Protecting or insulating yourself or your company against financial risks is known as “hedging.” Most businesses use a transaction-driven approach. The generic name often used by bankers for these hedging instruments is “treasury products.”
Bankers can provide a derivative-based hedge to reduce or neutralize an interest rate, inflation, or commodity price risk. A derivative is a financial instrument whose value changes in relation to an underlying variable such as interest rates, commodity prices, or house prices.
Price increases and currency fluctuations, as well as interest rate movements, can be hedged. The most common source of long-term capital, fixed by nature, is retained profits. A mismatch between, say, fixed-rate assets and variable-rate liabilities may cause you to want to hedge or renegotiate more fixed-rate liabilities to produce a better match and more overall certainty, with, by definition, lower overall risk.
We are living in some of the most volatile times in the history of the global financial markets. One of the reasons is exactly because they have become truly global. As banks seek to restore profitability, they may increase their offering of “treasury products” to customers. This article argues that these should be considered only in the context of a total balance sheet approach rather than transaction by transaction.
Managing Increased Financial Risk
We have seen a period in which the oil price rose to $147 a barrel and then fell back dramatically. The wider commodities market followed suit. Inflation rose to its highest level for many years before easing back. Property prices have been savaged, following a protracted boom. Only interest rates have remained relatively benign compared to the extremes of the past.
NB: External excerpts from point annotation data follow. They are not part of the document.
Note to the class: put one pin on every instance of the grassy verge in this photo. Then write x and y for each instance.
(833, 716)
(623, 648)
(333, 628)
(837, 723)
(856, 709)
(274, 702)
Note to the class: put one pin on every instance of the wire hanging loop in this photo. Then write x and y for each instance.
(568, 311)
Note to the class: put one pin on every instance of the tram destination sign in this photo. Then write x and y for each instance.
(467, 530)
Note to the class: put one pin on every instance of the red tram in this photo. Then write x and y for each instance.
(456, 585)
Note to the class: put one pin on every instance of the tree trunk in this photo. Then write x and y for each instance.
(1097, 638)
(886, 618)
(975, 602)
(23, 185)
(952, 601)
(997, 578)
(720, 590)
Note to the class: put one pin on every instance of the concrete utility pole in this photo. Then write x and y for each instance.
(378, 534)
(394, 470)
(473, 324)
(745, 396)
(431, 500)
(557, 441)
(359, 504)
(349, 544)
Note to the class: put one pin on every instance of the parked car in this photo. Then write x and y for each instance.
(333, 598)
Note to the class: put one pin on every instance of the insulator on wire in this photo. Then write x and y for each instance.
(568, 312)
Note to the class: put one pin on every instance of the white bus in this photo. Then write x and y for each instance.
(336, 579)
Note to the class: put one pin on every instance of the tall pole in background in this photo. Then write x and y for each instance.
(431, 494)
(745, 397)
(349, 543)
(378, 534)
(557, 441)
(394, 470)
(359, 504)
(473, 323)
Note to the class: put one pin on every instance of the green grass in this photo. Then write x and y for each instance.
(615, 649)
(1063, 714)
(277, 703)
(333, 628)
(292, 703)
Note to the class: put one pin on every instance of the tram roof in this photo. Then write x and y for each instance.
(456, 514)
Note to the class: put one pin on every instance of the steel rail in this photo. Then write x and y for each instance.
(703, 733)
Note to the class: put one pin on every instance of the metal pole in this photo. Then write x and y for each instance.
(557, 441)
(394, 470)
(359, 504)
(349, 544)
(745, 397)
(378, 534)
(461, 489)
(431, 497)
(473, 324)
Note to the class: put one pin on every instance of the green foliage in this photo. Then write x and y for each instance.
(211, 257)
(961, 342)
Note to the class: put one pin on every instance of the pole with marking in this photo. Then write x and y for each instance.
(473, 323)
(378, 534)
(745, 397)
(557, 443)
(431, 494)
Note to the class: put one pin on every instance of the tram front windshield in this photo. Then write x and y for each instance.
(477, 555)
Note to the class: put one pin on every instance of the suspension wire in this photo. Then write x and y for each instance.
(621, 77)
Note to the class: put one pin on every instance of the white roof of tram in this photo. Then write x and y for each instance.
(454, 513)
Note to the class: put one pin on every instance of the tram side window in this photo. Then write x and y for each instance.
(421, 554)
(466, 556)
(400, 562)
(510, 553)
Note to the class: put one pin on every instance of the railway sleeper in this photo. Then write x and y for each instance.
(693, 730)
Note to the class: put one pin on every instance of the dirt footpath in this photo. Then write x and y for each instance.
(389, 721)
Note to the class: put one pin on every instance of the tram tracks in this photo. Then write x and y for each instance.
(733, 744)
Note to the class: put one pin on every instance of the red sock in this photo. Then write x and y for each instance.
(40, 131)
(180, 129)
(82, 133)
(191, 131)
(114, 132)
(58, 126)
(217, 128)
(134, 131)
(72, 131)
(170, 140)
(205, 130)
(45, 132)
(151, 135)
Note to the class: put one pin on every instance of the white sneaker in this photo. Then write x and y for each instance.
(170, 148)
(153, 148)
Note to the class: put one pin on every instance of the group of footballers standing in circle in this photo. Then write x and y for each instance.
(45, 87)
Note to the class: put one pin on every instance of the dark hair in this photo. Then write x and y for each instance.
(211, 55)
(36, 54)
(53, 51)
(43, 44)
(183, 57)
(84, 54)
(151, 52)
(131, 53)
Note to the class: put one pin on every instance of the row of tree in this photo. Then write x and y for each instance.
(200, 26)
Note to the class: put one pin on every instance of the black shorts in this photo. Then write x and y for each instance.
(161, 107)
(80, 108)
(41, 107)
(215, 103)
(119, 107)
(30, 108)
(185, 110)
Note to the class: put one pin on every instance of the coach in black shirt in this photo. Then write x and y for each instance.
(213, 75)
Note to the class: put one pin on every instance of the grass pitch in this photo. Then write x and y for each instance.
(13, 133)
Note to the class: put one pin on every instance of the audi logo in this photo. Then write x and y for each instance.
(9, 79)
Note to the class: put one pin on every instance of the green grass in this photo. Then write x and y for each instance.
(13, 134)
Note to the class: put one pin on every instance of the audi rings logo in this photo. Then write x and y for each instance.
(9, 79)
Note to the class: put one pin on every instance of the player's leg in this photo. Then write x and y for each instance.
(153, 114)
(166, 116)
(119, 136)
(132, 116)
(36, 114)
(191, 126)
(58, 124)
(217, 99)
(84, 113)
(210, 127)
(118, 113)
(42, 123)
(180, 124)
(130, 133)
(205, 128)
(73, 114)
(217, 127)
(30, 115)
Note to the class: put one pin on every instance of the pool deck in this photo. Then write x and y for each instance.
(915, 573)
Volatility has been traded as a market index for many years, but in 2008 alone it hit several spikes. It has become a fact of life. Markets are now driven mainly by fear—fear of being caught out when prices fall or fear of not being in the market as prices rise. Add to that the power of short sellers and you have a scary scenario for borrowers and investors, whether individuals or corporate.
Protecting or insulating yourself or your company against financial risks is known as “hedging.” The principle of hedging is easily understood—it’s like an insurance premium. In practice, the instruments generally used are known as “derivatives.” These are poorly understood and, given the recent financial mess, probably viewed with fear or trepidation.
This article attempts two things: first, to put forward a more objective approach for companies wishing to improve their financial efficiency at a managed level of risk; and second, to demystify financial risk, making it a more approachable topic for the average manager or director.